- Born: 1959 (age 66–67) Sverdlovsk, RSFSR, USSR
- Education: Moscow Institute of Physics and Technology
- Scientific career
- Fields: Geophysics, Astrophysics, Astronomy, Planetary science

= Natalia Artemieva =

Russian planetary scientist

Natalia Anatolievna (Natasha) Artemieva (Артемьева Наталия Анатольевна, born 1959) is a Russian planetary scientist whose research involves the computer simulation of meteor impacts and the craters formed by them, especially for planets such as the Earth, Mars, and Jupiter where atmospheric effects play a significant role in the impact behavior. This line of research has also led her to the study of the Cretaceous–Paleogene boundary and the formation of suevite in meteor impacts. She is a senior researcher in the Institute of Geosphere Dynamics in Russia, and a senior researcher at the Planetary Science Institute in Arizona, US.

==Education and career==
Artemieva was born in Yekaterinburg in 1959. She studied at the Moscow Institute of Physics and Technology, finishing a degree there in 1982, and became a researcher for the Schmidt Institute of Physics of the Earth of the Academy of Sciences of the Soviet Union, from which the Institute of Geosphere Dynamics spun off in the 1990s.

Her interest in meteor impacts was sparked by the 1994 impact with Jupiter of Comet Shoemaker–Levy 9. This led her to develop SOVA, a code for modeling the hypersonic flows arising in meteor impacts. She defended a doctoral dissertation on her work in 1996, jointly supervised by Ivan Nemtchinov and Valery Shuvalov, through the Moscow Institute of Physics and Technology.

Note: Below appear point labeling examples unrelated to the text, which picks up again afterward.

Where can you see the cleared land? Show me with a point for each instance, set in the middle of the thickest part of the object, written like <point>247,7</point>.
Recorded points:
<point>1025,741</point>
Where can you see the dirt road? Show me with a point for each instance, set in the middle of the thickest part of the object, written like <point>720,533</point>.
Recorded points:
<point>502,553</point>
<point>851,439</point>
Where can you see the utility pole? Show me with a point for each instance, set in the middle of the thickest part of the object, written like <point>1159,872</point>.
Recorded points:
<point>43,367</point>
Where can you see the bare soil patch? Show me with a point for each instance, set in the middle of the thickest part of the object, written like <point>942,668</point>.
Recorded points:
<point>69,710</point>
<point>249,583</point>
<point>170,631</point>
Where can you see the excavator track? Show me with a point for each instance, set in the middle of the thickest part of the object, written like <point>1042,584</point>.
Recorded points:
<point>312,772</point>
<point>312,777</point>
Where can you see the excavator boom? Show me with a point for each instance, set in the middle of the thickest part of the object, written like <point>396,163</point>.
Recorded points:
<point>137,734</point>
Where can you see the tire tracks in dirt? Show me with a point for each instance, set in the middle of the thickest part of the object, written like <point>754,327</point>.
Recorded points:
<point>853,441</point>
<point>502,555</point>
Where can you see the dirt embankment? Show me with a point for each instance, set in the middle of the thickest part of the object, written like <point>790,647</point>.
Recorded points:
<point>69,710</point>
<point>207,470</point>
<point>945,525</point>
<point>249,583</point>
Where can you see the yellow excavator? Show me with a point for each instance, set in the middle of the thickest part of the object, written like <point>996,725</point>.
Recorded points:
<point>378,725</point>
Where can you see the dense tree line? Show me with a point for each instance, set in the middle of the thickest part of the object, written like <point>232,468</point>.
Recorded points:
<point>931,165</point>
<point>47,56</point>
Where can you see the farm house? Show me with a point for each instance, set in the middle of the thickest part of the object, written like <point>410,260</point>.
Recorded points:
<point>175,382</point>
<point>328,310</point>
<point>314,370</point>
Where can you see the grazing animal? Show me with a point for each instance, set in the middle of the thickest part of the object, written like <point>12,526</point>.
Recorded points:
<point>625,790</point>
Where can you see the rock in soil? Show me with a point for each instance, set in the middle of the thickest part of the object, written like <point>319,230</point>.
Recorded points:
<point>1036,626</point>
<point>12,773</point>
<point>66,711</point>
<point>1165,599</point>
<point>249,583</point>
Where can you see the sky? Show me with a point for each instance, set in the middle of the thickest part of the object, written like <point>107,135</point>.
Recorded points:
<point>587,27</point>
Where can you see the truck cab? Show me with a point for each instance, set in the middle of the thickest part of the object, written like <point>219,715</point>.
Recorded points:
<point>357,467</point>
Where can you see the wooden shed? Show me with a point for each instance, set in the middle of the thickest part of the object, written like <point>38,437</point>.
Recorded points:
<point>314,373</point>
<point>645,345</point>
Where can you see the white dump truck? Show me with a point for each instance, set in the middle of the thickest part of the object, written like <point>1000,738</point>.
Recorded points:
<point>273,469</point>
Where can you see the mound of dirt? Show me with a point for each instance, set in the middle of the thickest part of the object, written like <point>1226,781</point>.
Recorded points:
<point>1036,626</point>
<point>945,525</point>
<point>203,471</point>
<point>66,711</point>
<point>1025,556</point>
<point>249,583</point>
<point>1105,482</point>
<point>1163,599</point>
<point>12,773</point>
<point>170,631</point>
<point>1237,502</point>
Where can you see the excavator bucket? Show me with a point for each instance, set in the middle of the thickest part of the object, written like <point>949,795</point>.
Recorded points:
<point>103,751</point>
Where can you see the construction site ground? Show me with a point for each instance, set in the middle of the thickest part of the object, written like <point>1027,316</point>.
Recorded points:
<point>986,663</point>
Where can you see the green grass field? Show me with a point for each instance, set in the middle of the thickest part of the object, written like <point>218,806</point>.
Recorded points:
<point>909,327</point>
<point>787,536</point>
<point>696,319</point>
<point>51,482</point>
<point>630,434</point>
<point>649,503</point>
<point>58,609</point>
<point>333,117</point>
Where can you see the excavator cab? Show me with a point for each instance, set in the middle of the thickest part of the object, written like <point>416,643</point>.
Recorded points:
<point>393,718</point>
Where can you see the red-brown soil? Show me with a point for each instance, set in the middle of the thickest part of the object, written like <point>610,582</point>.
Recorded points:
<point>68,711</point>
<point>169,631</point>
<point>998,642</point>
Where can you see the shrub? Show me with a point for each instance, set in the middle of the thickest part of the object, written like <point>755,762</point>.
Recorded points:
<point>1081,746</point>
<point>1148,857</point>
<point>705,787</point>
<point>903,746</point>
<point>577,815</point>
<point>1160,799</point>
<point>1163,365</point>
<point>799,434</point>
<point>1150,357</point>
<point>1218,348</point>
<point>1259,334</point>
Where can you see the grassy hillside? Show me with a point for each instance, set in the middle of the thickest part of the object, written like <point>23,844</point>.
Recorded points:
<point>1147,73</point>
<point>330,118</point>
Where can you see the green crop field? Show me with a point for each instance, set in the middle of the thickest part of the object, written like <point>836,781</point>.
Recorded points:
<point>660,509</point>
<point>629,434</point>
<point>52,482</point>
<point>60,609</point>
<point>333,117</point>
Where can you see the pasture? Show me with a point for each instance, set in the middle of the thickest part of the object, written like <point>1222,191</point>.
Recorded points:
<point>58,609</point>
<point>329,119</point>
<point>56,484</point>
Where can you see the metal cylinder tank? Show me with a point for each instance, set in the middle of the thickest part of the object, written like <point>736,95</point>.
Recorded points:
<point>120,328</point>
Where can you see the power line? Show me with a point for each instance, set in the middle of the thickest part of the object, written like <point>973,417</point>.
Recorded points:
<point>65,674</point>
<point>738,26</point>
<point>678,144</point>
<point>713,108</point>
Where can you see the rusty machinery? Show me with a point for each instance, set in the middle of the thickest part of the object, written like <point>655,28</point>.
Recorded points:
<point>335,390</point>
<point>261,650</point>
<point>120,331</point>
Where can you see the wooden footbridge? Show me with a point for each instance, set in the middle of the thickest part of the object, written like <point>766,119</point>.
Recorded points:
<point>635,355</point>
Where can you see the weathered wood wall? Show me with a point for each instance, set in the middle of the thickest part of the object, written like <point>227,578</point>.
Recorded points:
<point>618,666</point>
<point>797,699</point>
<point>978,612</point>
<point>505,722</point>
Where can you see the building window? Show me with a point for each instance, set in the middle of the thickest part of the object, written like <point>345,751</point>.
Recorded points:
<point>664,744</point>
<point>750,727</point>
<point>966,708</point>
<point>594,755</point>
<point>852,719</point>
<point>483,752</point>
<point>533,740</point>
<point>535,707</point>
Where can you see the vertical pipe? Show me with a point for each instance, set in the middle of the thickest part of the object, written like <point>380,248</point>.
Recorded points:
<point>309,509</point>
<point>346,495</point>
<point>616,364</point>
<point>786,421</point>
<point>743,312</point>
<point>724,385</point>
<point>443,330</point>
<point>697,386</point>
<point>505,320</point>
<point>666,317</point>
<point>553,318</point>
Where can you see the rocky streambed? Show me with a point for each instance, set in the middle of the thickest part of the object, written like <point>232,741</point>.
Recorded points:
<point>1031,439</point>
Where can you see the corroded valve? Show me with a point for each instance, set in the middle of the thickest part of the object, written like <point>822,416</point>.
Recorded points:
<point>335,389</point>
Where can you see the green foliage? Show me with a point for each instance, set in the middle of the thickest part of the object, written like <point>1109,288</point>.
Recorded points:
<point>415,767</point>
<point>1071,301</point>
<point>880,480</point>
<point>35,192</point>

She started visiting the University of Arizona and the Planetary Science Institute in 2000, and in 2006 she became a senior researcher at the Planetary Science Institute.

==Recognition==
Artemieva was the 2012 recipient of the Peregrinus Prize of the Berlin-Brandenburg Academy of Sciences and Humanities, given biennially for outstanding achievements by scholars from eastern and southeastern Europe. She was the 2015 recipient of the Barringer Medal of The Meteoritical Society, given for outstanding research in impact cratering and impact phenomena.

Minor planet 11010 Artemieva, discovered in 1981 by Schelte J. Bus, was named for her.